Aerodynamic Effects of High-Speed Train Positions During Tunnel Exit Under Crosswind Conditions Using Computational Fluid Dynamics

S Rajendran; Izuan Amin  Ishak; M Arafat; Ahmad Faiz  Mohammad; Zuliazura Mohd  Salleh; Nor Afzanizam  Samiran; M N M Ja'at; Syabillah Sulaiman

doi:10.15282/ijame.21.2.2024.2.0865

Authors

S. Rajendran Faculty of Engineering Technology, University of Tun Hussein Onn Malaysia, Education Hub, Pagoh, 84600, Johor, Malaysia
I.A. Ishak Faculty of Engineering Technology, University of Tun Hussein Onn Malaysia, Education Hub, Pagoh, 84600, Johor, Malaysia
M. Arafat Faculty of Engineering Technology, University of Tun Hussein Onn Malaysia, Education Hub, Pagoh, 84600, Johor, Malaysia
A.F. Mohammad Department of Mechanical Precision Engineering, Malaysia-Japan International Institute of Technology (MJIIT), Universiti Teknologi Malaysia (UTM), Jalan Sultan Yahya Petra, 54100, Kuala Lumpur, Malaysia
Z.M. Salleh Faculty of Engineering Technology, University of Tun Hussein Onn Malaysia, Education Hub, Pagoh, 84600, Johor, Malaysia
N.A. Samiran Faculty of Engineering Technology, University of Tun Hussein Onn Malaysia, Education Hub, Pagoh, 84600, Johor, Malaysia
M.N.M. Ja'at Faculty of Engineering Technology, University of Tun Hussein Onn Malaysia, Education Hub, Pagoh, 84600, Johor, Malaysia
S. Sulaiman Faculty of Engineering Technology, University of Tun Hussein Onn Malaysia, Education Hub, Pagoh, 84600, Johor, Malaysia

DOI:

https://doi.org/10.15282/ijame.21.2.2024.2.0865

Keywords:

Aerodynamic characteristics, Computational fluid dynamics, Crosswind angle, High-speed train, Tunnel

Abstract

Strong crosswinds can cause catastrophic accidents like overturning and derailment in extreme circumstances, therefore the train's capacity to tolerate their impacts is crucial.
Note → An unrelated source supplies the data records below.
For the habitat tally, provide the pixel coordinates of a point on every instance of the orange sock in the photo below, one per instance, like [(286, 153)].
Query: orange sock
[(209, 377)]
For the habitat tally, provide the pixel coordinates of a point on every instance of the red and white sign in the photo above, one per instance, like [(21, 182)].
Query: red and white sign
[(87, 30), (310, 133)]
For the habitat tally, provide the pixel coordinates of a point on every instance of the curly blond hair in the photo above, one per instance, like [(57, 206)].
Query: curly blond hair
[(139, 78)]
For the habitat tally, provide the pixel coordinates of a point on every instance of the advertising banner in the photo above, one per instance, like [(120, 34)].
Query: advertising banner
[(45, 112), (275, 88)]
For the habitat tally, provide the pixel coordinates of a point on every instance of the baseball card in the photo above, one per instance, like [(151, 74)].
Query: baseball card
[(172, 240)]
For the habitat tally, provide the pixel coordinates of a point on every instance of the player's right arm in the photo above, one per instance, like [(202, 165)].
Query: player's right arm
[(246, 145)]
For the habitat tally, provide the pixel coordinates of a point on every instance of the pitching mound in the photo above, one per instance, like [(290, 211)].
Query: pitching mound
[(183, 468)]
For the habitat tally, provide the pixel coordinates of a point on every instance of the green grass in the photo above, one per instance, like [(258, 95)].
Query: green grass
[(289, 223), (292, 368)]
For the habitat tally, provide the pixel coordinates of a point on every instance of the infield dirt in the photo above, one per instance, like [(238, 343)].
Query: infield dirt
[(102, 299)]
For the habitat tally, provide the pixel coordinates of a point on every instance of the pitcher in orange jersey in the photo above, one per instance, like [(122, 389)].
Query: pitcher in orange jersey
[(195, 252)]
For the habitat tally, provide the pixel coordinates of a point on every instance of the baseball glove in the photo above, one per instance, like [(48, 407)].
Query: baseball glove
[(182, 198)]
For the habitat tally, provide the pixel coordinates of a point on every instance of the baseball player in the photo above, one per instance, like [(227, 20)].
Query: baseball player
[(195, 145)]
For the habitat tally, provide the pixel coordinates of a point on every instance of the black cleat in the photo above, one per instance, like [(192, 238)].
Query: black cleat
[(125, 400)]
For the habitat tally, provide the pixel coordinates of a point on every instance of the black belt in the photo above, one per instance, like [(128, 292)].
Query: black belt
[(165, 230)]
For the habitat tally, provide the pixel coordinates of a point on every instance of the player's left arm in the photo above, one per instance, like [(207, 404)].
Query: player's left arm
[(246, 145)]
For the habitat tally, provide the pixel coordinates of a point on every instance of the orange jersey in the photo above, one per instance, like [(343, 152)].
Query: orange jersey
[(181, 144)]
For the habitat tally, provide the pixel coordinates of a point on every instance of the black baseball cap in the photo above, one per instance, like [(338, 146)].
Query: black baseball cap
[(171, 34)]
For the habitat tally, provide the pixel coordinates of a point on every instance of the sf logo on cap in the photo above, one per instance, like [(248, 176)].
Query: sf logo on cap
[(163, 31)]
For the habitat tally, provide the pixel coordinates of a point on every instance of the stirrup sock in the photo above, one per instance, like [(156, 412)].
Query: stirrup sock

Despite the significance of this issue, there exists a notable research gap in understanding the specific effects of various positions of a high-speed train within a tunnel on its aerodynamic loads and flow structure under different crosswind conditions. To address this gap, numerical simulations were performed using computational fluid dynamics. The crosswind angles (Ψ) were 15°, 30°, 45°, and 60° and the number of coaches exiting the tunnel was one to three coaches, respectively. The incompressible flow around the train was simulated using the Unsteady Reynolds-Averaged Navier-Stokes (URANS) equations in conjunction with the k-epsilon (k-ε) turbulence model. The Reynolds number employed in the simulation was 1.3 x 10⁶, calculated based on the height of the train and the freestream velocity. With regard to aerodynamic performance due to the crosswind, force coefficients such as drag, side, and lift and moment coefficients of rolling, pitching, and yawing were measured. The higher crosswind angles including ψ = 45° and ψ = 60° cases produced the worse results of aerodynamic load coefficients compared to the lower crosswind angles of ψ = 15° and ψ = 30°. For instance, the highest side force coefficient (C_s) was recorded at a crosswind angle of ψ = 45°, with a value of 23.6. Meanwhile, the flow structure revealed that the leading coach of the train experienced intricate flow patterns during crosswinds, characterized by vortices and flow separation. These findings indicate that aerodynamic instabilities can potentially affect the overall performance of the train. Additionally, this increases the risk of derailment or overturning to be high, particularly when the majority of coaches are exiting the tunnel under strong crosswind conditions.